Yves Bunkulu honore les congressistes

octobre 23, 2020 0 Par redaction

En marge du 9e congrès de l’Union nationale de la presse du Congo tenu du 5 au 7 octobre 2020 dans la cité côtière de Muanda, les participants étaient honorés par la présence de plusieurs autorités, dont le ministre du Tourisme, Yves Bunkulu.
Au-delà de sa participation à la cérémonie d’ouverture présidée par la Très Distinguée Première Dame, Maman Denise Nyakeru Tshisekedi, aux côtés de ses collègues membres du gouvernement, dont le ministre d’Etat en charge de la Communication et médias Jolino Makelele, et le vice-ministre de l’Epst, Didieu Budimbu, Yves Bunkulu a offert un cadeau spécial à tous les congressistes, selon la particularité et la spécificité du secteur qu’il anime au sein du gouvernement de la République.
Il s’agit de la visite guidée à l’embouchure du fleuve Congo, l’un des sites touristiques stratégiques et historiques que compte la République démocratique du Congo où les eaux du fleuve Congo se déversent sur l’océan Atlantique.
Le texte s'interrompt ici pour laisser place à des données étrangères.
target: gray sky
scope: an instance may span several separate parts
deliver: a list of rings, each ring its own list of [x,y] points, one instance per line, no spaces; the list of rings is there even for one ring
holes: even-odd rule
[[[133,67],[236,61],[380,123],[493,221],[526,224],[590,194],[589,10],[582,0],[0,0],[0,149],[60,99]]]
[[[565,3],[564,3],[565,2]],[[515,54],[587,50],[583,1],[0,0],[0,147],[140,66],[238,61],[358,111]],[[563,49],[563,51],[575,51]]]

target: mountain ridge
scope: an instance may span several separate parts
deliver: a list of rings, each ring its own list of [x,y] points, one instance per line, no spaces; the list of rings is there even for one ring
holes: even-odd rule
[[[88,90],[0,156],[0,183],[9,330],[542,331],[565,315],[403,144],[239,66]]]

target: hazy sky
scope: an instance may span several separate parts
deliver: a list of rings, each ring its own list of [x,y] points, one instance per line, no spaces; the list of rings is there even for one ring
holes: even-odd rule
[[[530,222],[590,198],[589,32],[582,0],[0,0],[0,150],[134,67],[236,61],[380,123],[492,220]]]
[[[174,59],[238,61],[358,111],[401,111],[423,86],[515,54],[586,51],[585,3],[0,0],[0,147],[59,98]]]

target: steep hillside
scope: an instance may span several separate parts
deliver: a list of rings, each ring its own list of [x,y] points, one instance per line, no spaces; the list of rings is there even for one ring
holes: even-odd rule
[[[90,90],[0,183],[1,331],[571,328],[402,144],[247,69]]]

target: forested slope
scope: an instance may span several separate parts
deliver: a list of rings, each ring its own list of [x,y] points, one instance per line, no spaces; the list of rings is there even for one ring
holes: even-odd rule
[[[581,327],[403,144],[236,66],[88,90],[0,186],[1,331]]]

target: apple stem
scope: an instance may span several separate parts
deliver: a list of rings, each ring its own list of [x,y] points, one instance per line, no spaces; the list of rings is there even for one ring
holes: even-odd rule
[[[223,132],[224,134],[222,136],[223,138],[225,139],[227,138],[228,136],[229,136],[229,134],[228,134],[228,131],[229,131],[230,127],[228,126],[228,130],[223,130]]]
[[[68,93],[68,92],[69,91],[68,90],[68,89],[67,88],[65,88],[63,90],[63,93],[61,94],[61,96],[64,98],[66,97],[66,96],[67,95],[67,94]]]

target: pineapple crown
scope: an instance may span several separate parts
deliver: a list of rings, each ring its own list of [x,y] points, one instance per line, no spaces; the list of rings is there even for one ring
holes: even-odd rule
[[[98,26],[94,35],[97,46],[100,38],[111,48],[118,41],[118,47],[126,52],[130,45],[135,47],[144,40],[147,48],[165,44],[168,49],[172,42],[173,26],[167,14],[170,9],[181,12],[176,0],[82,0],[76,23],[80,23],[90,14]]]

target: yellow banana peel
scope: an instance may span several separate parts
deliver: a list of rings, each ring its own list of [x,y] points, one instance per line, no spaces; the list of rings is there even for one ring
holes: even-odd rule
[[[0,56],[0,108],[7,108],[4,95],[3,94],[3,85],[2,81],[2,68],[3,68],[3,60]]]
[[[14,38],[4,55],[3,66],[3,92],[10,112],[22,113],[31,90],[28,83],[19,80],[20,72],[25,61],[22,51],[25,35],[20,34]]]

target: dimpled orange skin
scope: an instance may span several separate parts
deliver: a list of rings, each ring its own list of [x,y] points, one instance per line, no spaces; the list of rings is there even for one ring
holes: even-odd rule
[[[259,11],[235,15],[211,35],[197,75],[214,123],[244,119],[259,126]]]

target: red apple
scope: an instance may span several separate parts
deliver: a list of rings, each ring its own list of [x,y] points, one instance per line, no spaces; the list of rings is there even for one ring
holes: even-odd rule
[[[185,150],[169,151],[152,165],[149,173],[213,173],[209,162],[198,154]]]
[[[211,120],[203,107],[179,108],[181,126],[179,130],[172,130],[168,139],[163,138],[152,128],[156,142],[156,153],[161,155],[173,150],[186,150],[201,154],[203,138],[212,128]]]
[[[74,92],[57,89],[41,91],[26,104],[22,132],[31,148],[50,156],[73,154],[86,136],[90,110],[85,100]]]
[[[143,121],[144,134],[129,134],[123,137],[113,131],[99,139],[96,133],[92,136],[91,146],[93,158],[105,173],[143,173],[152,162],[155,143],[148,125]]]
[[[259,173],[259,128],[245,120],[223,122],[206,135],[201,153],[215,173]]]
L’occasion était propice pour une centaine des journalistes de découvrir ce site tant vanté et commenté dans nos écoles par les cours d’histoire et de géographie, mais que tous les congressistes n’avaient jamais vu, non seulement à cause de la distance qui le sépare d’avec les autres coins du pays, mais aussi à cause de son inaccessibilité pour des raisons sécuritaires.
Facilitée par le chef d’antenne de l’Office national du tourisme, Raphaël Mabiala, la visite guidée a été un moment de découverte et des émotions pour les nostalgiques qui liaient directement l’histoire apprise depuis l’enfance à la réalité qui passait sous leurs yeux.
Des commentateurs en ont profité pour remercier le président Kasonga Tshilunde pour avoir choisi ce cadre purement stratégique pour tenir le 9e congrès de l’Union à Muanda, ce qui a permis aux uns et aux autres d’ajouter quelque chose de plus à leur connaissance, étant donné que Muanda a une particularité touristique qui impose à chacun de s’y rendre si on tient à vivre la réalité en live. A titre illustratif, l’océan Atlantique est au Congo, mais pour le voir, il faut aller à Muanda.
Tout a commencé par la visite de forêt des mangroves qui sont une sorte de plantes qui favorisent le développement des poissons. S’en était suivi une marche piédestal qui a permis aux visiteurs de palper de visu le point d’embarquement des esclaves à l’embouchure qu’on appelle l’esclavage à la portugaise, car ce sont les Portugais qui ont inauguré la traite négrière en Rdc au 15e siècle. Les débris des canaux utilisés lors de la deuxième guerre mondiale encore visibles, le Camp Banana, la cité de Banana construire en 1886 après la conférence de Berlin ont été par la suite visités.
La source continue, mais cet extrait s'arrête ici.